Open Access Academic Resources

It is surprisingly easy to access a wide range of academic resources for free, even without a university affiliation or institutional login. Independent researchers can find scholarly articles, digitised books, historical newspapers, archaeological reports, theses and other specialist publications through open-access repositories, public archives and research-sharing initiatives. Some subscription services also provide free access through community schemes, while universities, libraries and heritage organisations increasingly make their collections available online. These opportunities are not always widely known, so this guide brings together several useful starting points for researching archaeology, history and the historic environment, with a particular emphasis on Cornwall.

The Wikipedia Library

The Wikipedia Library is a scheme available to established Wikipedians—regular contributors to Wikipedia—which provides access to subscription-based research resources.

Its basic application criteria include:

  • At least 500 edits
  • At least six months of editing activity
  • At least 10 edits within the previous 30 days

More than 100 subscription-based publications and research resources are available, including JSTOR, Ancestry and the British Newspaper Archive.

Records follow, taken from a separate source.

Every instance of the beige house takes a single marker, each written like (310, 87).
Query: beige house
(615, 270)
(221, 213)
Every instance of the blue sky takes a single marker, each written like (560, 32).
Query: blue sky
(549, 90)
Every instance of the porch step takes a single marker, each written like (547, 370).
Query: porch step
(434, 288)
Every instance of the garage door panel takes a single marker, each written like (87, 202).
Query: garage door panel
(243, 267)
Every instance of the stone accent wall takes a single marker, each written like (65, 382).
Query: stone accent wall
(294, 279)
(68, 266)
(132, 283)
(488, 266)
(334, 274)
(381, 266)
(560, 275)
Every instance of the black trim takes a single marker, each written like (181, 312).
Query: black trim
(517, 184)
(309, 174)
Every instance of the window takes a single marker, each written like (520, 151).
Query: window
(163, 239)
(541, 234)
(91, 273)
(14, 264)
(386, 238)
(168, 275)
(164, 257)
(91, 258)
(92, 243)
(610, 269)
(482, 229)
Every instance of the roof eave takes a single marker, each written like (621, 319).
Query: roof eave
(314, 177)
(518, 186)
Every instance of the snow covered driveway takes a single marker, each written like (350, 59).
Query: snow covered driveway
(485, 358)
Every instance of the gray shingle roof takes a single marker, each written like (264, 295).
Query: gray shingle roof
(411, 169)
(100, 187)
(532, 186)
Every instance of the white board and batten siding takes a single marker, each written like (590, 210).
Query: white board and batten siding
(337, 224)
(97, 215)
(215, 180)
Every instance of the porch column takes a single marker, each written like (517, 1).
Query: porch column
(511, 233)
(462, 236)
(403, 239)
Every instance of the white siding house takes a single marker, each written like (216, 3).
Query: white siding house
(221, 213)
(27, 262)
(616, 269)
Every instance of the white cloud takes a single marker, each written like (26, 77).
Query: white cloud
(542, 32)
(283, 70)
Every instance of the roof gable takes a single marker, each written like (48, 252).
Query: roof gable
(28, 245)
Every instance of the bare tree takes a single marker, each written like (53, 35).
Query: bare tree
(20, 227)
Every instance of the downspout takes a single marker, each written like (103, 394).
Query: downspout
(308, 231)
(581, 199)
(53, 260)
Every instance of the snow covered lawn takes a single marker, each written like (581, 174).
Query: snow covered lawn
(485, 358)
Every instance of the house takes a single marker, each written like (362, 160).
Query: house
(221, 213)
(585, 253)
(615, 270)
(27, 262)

Becoming an established Wikipedian is neither a quick nor a simple process. Contributors must take care to make good-faith edits that follow Wikipedia’s core content policies.

One possible way to contribute is by adding appropriate citations to articles published in Cornish Archaeology!

University research and theses

Open Research Exeter is the University of Exeter’s open-access research portal. It includes preprints, published articles, datasets and theses.

The British Library’s EThOS service catalogues approximately 650,000 UK doctoral theses, many of which can be accessed through open-access copies.